A Grief Support Blog

This blog will allow you the opportunity to acquire both support and guidance after experiencing a significant loss.

Grief is becoming an open topic of conversation

The Grief Recovery Institute, as an organization, takes no position on political or social issues. We only have positions on how effectively we can help people deal with their reactions to loss of every imaginable kind. Of course, if we had the power, we would eliminate all events that harm anyone, but that’s not realistic. So we must content ourselves with helping people deal with the grief producing events that affect their lives.

For 25 years we have been preaching an emotional gospel that would open up the topics of grief and recovery from loss, so that people could talk safely about their reactions to the painful events that affect their lives, and then take actions to complete what those losses leave unfinished. It has been a daunting task. We have often felt like Don Quixote and Sancho Panza, tilting at the windmills of misinformation that keep people from their normal and natural reactions to loss. Recent events have indicated that our efforts have not been in vain, as witness to the language that now opens nearly every press conference about the war in the Middle East: "Our heartfelt condolences to the family and friends..."

The President, the Prime Minister, the Commanding General, and other key figures each open their briefings with a verbal acknowledgment of grief and condolences to family and friends, before addressing the facts, figures, and details of the war. It goes without saying that each and every life lost is precious, to the individuals who died, and to all who remain to grieve them. But what must be said, loud and clear, is that there has been a major societal change in our relationship to the public verbalization of grief. These direct and immediate statements of grief are relatively new and oddly welcome, though they do very little to ameliorate the grief of the surviving family and friends.

The constant use of the words grief and grieving represents a major shift in communication on a topic that has been shrouded in secrecy and only spoken of privately and in hushed tones. Our world has changed in this regard. Grief is now the first statement, and not the last, and is not being overlooked. On behalf of all grieving people, we are grateful that at long-last, grief is becoming an open topic of conversation, and that the emotions of loss are verbalized, not hidden.

For our part, we will continue teaching the actions of recovery that must accompany the expression of grief. We extend our gratitude to all who have spoken out on behalf of the grievers, whose lives have been altered by the events that are unfolding. We include world leaders, military leaders, and in particular, the collective media, who have done their part by airing those comments on grief. Thank you all.
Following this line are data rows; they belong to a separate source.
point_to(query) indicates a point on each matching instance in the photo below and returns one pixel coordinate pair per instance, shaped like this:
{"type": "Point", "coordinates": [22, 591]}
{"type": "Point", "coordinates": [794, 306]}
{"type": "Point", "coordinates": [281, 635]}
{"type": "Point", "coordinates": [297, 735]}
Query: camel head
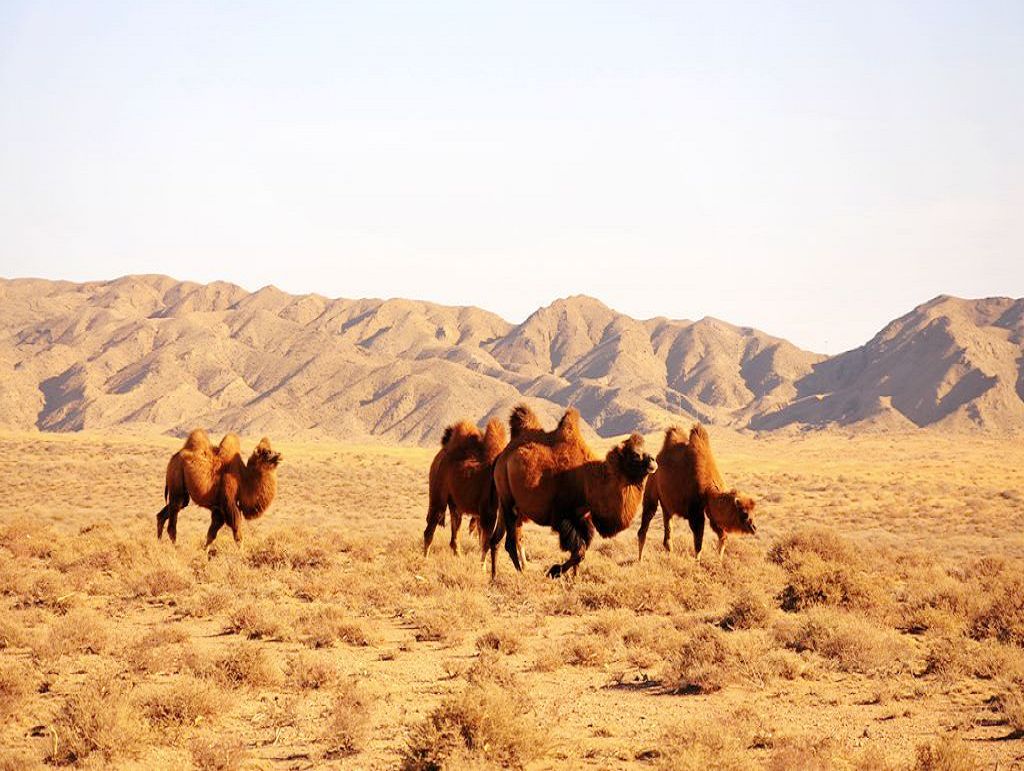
{"type": "Point", "coordinates": [733, 511]}
{"type": "Point", "coordinates": [263, 457]}
{"type": "Point", "coordinates": [632, 460]}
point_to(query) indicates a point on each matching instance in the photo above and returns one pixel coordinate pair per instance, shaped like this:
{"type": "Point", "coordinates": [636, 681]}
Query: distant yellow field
{"type": "Point", "coordinates": [877, 620]}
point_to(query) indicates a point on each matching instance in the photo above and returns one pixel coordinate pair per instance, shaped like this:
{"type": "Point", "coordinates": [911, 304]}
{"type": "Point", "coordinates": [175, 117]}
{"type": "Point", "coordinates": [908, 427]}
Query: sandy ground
{"type": "Point", "coordinates": [592, 661]}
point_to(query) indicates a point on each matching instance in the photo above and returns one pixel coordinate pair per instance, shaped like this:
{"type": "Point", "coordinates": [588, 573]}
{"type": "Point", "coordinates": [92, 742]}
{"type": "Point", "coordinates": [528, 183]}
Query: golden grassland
{"type": "Point", "coordinates": [877, 622]}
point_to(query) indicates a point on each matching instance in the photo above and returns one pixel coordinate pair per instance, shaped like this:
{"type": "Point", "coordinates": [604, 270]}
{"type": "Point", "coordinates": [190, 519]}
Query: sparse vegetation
{"type": "Point", "coordinates": [350, 647]}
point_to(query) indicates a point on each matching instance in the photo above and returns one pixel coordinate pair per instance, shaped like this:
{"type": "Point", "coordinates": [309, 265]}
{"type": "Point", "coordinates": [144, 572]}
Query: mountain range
{"type": "Point", "coordinates": [151, 352]}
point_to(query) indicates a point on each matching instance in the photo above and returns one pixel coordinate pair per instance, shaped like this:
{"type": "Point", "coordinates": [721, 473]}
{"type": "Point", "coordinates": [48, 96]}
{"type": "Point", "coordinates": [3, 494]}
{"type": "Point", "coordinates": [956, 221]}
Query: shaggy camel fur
{"type": "Point", "coordinates": [687, 484]}
{"type": "Point", "coordinates": [217, 479]}
{"type": "Point", "coordinates": [462, 481]}
{"type": "Point", "coordinates": [554, 479]}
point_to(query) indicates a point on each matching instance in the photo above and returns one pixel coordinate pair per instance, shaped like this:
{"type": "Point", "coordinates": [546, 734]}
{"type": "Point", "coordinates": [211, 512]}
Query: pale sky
{"type": "Point", "coordinates": [813, 169]}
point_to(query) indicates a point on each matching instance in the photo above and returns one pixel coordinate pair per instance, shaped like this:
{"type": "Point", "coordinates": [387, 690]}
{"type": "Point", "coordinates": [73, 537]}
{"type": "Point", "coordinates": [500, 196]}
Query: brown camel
{"type": "Point", "coordinates": [462, 481]}
{"type": "Point", "coordinates": [217, 479]}
{"type": "Point", "coordinates": [688, 484]}
{"type": "Point", "coordinates": [554, 479]}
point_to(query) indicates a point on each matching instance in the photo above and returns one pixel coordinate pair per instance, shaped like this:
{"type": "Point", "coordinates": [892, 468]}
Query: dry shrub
{"type": "Point", "coordinates": [12, 633]}
{"type": "Point", "coordinates": [163, 648]}
{"type": "Point", "coordinates": [207, 601]}
{"type": "Point", "coordinates": [484, 724]}
{"type": "Point", "coordinates": [823, 569]}
{"type": "Point", "coordinates": [953, 657]}
{"type": "Point", "coordinates": [322, 626]}
{"type": "Point", "coordinates": [505, 639]}
{"type": "Point", "coordinates": [853, 643]}
{"type": "Point", "coordinates": [491, 668]}
{"type": "Point", "coordinates": [349, 722]}
{"type": "Point", "coordinates": [81, 631]}
{"type": "Point", "coordinates": [549, 659]}
{"type": "Point", "coordinates": [258, 620]}
{"type": "Point", "coordinates": [705, 662]}
{"type": "Point", "coordinates": [27, 538]}
{"type": "Point", "coordinates": [696, 747]}
{"type": "Point", "coordinates": [16, 681]}
{"type": "Point", "coordinates": [450, 618]}
{"type": "Point", "coordinates": [1003, 616]}
{"type": "Point", "coordinates": [184, 701]}
{"type": "Point", "coordinates": [17, 760]}
{"type": "Point", "coordinates": [586, 650]}
{"type": "Point", "coordinates": [1010, 705]}
{"type": "Point", "coordinates": [213, 753]}
{"type": "Point", "coordinates": [312, 671]}
{"type": "Point", "coordinates": [248, 665]}
{"type": "Point", "coordinates": [295, 550]}
{"type": "Point", "coordinates": [43, 588]}
{"type": "Point", "coordinates": [654, 587]}
{"type": "Point", "coordinates": [805, 753]}
{"type": "Point", "coordinates": [749, 610]}
{"type": "Point", "coordinates": [100, 718]}
{"type": "Point", "coordinates": [161, 572]}
{"type": "Point", "coordinates": [945, 754]}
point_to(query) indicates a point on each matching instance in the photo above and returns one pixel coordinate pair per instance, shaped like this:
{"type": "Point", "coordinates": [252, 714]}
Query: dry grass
{"type": "Point", "coordinates": [248, 665]}
{"type": "Point", "coordinates": [484, 724]}
{"type": "Point", "coordinates": [852, 643]}
{"type": "Point", "coordinates": [186, 701]}
{"type": "Point", "coordinates": [349, 721]}
{"type": "Point", "coordinates": [881, 599]}
{"type": "Point", "coordinates": [98, 718]}
{"type": "Point", "coordinates": [17, 680]}
{"type": "Point", "coordinates": [310, 671]}
{"type": "Point", "coordinates": [945, 754]}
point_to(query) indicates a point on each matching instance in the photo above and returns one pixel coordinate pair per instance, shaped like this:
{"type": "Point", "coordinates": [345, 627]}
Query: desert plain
{"type": "Point", "coordinates": [876, 622]}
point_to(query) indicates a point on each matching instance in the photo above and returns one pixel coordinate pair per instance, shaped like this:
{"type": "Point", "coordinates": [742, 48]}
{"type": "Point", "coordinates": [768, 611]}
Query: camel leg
{"type": "Point", "coordinates": [576, 557]}
{"type": "Point", "coordinates": [648, 514]}
{"type": "Point", "coordinates": [574, 534]}
{"type": "Point", "coordinates": [162, 517]}
{"type": "Point", "coordinates": [456, 525]}
{"type": "Point", "coordinates": [695, 519]}
{"type": "Point", "coordinates": [172, 525]}
{"type": "Point", "coordinates": [435, 517]}
{"type": "Point", "coordinates": [216, 522]}
{"type": "Point", "coordinates": [505, 527]}
{"type": "Point", "coordinates": [169, 516]}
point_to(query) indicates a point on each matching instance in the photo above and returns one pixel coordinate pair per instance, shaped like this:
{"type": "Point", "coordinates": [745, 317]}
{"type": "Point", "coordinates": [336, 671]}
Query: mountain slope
{"type": "Point", "coordinates": [958, 363]}
{"type": "Point", "coordinates": [151, 351]}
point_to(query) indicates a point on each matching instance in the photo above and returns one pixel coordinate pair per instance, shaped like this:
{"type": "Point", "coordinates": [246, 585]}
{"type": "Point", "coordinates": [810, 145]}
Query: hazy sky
{"type": "Point", "coordinates": [813, 169]}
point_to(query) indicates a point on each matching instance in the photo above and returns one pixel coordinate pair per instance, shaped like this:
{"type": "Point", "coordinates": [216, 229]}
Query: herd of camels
{"type": "Point", "coordinates": [499, 481]}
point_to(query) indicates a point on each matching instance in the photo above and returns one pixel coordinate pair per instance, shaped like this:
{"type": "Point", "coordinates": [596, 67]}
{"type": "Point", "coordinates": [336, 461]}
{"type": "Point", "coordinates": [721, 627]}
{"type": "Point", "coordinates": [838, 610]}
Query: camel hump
{"type": "Point", "coordinates": [198, 440]}
{"type": "Point", "coordinates": [229, 445]}
{"type": "Point", "coordinates": [523, 419]}
{"type": "Point", "coordinates": [461, 434]}
{"type": "Point", "coordinates": [674, 435]}
{"type": "Point", "coordinates": [494, 438]}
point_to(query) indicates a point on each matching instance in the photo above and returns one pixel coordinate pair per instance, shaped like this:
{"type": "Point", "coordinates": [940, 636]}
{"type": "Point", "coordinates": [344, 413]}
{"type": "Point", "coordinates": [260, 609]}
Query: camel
{"type": "Point", "coordinates": [688, 484]}
{"type": "Point", "coordinates": [217, 479]}
{"type": "Point", "coordinates": [462, 481]}
{"type": "Point", "coordinates": [554, 479]}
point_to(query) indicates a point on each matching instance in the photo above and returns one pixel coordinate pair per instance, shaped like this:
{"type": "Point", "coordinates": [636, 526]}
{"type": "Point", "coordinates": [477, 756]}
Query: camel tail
{"type": "Point", "coordinates": [523, 419]}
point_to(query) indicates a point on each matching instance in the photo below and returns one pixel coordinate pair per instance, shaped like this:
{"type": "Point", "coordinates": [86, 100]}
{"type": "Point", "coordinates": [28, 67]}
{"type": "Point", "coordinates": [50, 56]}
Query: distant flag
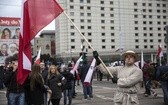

And Now a Little Challenge

The Grief Recovery Institute doesn't promote the publicizing of any family’s grief. In our opinion, that is totally off-limits, and we challenge the collective media to honor the privacy of specific, individual grief, while at the same time helping to keep the general topic open for all. When a family experiences the death of a loved one, it naturally circles the wagons, and draws inwards into itself. The immediate and extended family join in exchanging reminiscences, mingling sadness and laughter as their grief expands memories of their interactions with loved ones who have died. Outsiders really aren’t welcome. The media are outsiders. Sometimes some of its member lose sight of the fact that they are not part of the extended family and forget their manners. Nothing robs a griever’s dignity more than invasive interrogation at the most emotional moments in their lives. The public’s "right to know" doesn't extend into the intimate and personal area of grief, even when the events themselves are public knowledge. We implore our friends in the media to maintain a strong vigilance in protecting grieving people from the glare of the public spotlight at a very private time.